LONDON — The prismatic rainbow of color in Mike Kelley's corridor of criminality, "Pay for Your Pleasure," provides a tasty coating of sugar for the bitter pill its several dozen culture-heroes demand that viewers swallow. Lining the installation's narrow hallway are looming portrait heads of celebrated male artists, poets, patrons and philosophers, all rendered in colorfully graphic style, like so many T-shirt advertisements in the back of the New York Review of Books.
Painted from photographs by a commercial artist, each is paired with a disconcerting quotation by its culturally revered subject, a quotation pointed in its insistence on the outlaw dimension of creativity. A sampling:
* "I think the destructive element is too much neglected in art." --Piet Mondrian
* "I love the unfrocked priest, the freed convict; they are without past and without future and so live in the present." --Francis Picabia
* "Men like Benvenuto Cellini (artists) ought not be bound by laws." --Pope Paul III
By the time you reach the end of the hallway, the dissonance between all those happy-land colors and such dour declarations becomes a full-fledged moral conundrum. For there, taking the place of a heroic summation about creative criminality, you find exactly the reverse: Kelley has installed a work of art made in prison by a convicted murderer, a candid example of criminal creativity.
At the 1988 debut of "Pay for Your Pleasure" in Chicago, a painting by mass murderer John Wayne Gacy was shown in the hall. At the Museum of Contemporary Art in Los Angeles, which owns the installation, a drawing by "Freeway Killer" William Bonin has been displayed. And, at the Institute of Contemporary Arts here, in the compact, 12-year survey of the L.A.-based artist's work that has been traveling in Europe since April, the corridor leads to a blocky portrait-bust, created in cement in 1977 by Glasgow gangster Jimmy Boyle. The piece gets made wryly site-specific, as the murderer's art changes with each location in which "Pay for Your Pleasure" is shown.
Kelley's provocative installation gaily throws a monkey wrench into all sorts of entrenched assumptions about art. One is the romantic faith in art's value as a universal gauge of personal authenticity and worth. Another is the blandly sentimental assumption that art's highest purpose is to be redemptive.
The gooey notion that art should somehow be good for you--Vitamin C for the soul--is very American, and it's a sentiment Kelley skewers with Catholic wit.
Because the one original work of art in the installation turns out to have been created by an evil villain, he's placed contribution boxes at the entrance to the corridor, into which visitors are invited to deposit cash for charitable organizations assisting victims of violent crimes.

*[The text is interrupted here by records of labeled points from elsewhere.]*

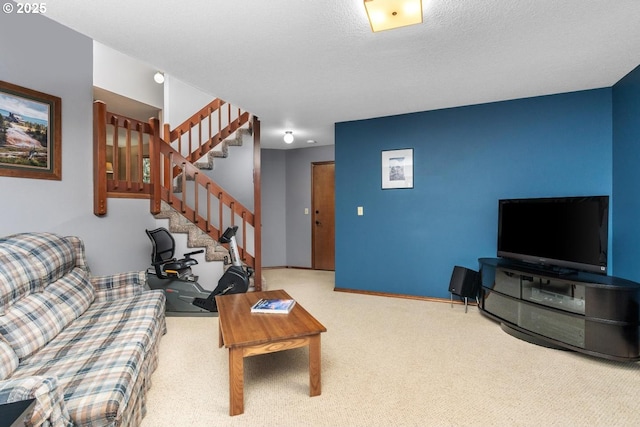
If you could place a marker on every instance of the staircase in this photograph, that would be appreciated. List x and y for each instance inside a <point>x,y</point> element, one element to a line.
<point>202,209</point>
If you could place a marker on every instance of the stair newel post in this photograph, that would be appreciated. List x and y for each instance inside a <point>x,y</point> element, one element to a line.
<point>208,225</point>
<point>99,158</point>
<point>114,156</point>
<point>140,130</point>
<point>220,221</point>
<point>154,164</point>
<point>166,180</point>
<point>244,234</point>
<point>127,150</point>
<point>210,112</point>
<point>190,142</point>
<point>219,123</point>
<point>257,205</point>
<point>195,198</point>
<point>184,188</point>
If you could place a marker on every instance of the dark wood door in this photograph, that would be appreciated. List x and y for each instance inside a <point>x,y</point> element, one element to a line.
<point>323,215</point>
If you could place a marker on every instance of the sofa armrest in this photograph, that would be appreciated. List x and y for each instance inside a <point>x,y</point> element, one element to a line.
<point>49,408</point>
<point>121,285</point>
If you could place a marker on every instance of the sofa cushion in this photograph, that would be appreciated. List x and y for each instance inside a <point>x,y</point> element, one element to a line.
<point>73,294</point>
<point>30,261</point>
<point>8,360</point>
<point>37,318</point>
<point>19,276</point>
<point>98,357</point>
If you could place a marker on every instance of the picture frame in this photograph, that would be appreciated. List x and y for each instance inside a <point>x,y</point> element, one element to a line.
<point>30,133</point>
<point>397,169</point>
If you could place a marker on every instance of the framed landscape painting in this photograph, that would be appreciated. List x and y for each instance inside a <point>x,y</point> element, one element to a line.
<point>30,133</point>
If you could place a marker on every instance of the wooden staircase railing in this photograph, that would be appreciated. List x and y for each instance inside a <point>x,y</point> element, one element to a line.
<point>207,128</point>
<point>136,146</point>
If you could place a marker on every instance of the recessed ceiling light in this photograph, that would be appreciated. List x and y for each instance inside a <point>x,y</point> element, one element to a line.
<point>158,77</point>
<point>389,14</point>
<point>288,137</point>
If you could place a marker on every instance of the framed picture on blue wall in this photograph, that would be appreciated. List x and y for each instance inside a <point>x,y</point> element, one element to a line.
<point>397,169</point>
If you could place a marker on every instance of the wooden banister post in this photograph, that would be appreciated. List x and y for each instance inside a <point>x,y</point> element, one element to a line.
<point>154,164</point>
<point>99,158</point>
<point>257,207</point>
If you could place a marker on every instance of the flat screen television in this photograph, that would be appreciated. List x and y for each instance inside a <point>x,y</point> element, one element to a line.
<point>560,233</point>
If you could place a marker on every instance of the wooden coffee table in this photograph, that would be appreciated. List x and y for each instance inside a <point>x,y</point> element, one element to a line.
<point>249,334</point>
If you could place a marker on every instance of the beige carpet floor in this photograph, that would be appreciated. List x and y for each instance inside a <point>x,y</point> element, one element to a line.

You're bluntly reminded to pay for your voyeuristic pleasure, as you sidle up to peruse the killer's aesthetic product. Like old-fashioned religious indulgences, the contribution boxes let you relieve your gnawing cultural guilt.
Kelley has been shown regularly in international exhibitions in the last few years--"Pay for Your Pleasure" was well received in Berlin's big "Metropolis" show in 1991--and curiosity about his prior endeavors has risen accordingly. This survey is the first in-depth look at his art for European audiences. "Mike Kelley: Works, 1979-1991" presents a provocative if tightly condensed sketch of the artist's protean development during the last dozen years.
It also provides an enticing preview of what we can look forward to in 1993, when New York's Whitney Museum of American Art holds a full-scale, mid-career retrospective. (It will travel to the Los Angeles County Museum of Art in the summer of 1994.) The European survey, organized by Thomas Kellein for the Kunsthalle in Basel, Switzerland, has also been seen in abbreviated form in Frankfurt, Germany, and its tour has drawn such interest that, late last month, an additional venue was added: the Museum of Contemporary Art in Bordeaux, France (Sept. 18 to Nov. 22).
London's ICA is not large, but seven complete or partial bodies of work are being shown, together with assorted drawings. The show begins with spirited self-portraits of the artist as a haunted poltergeist, cotton "ectoplasm" streaming skyward from his nose. The hilarious images, which lampoon art's spiritual inner visions, were made in 1979 in collaboration with artist David Askevold, shortly after Kelley's graduation from CalArts.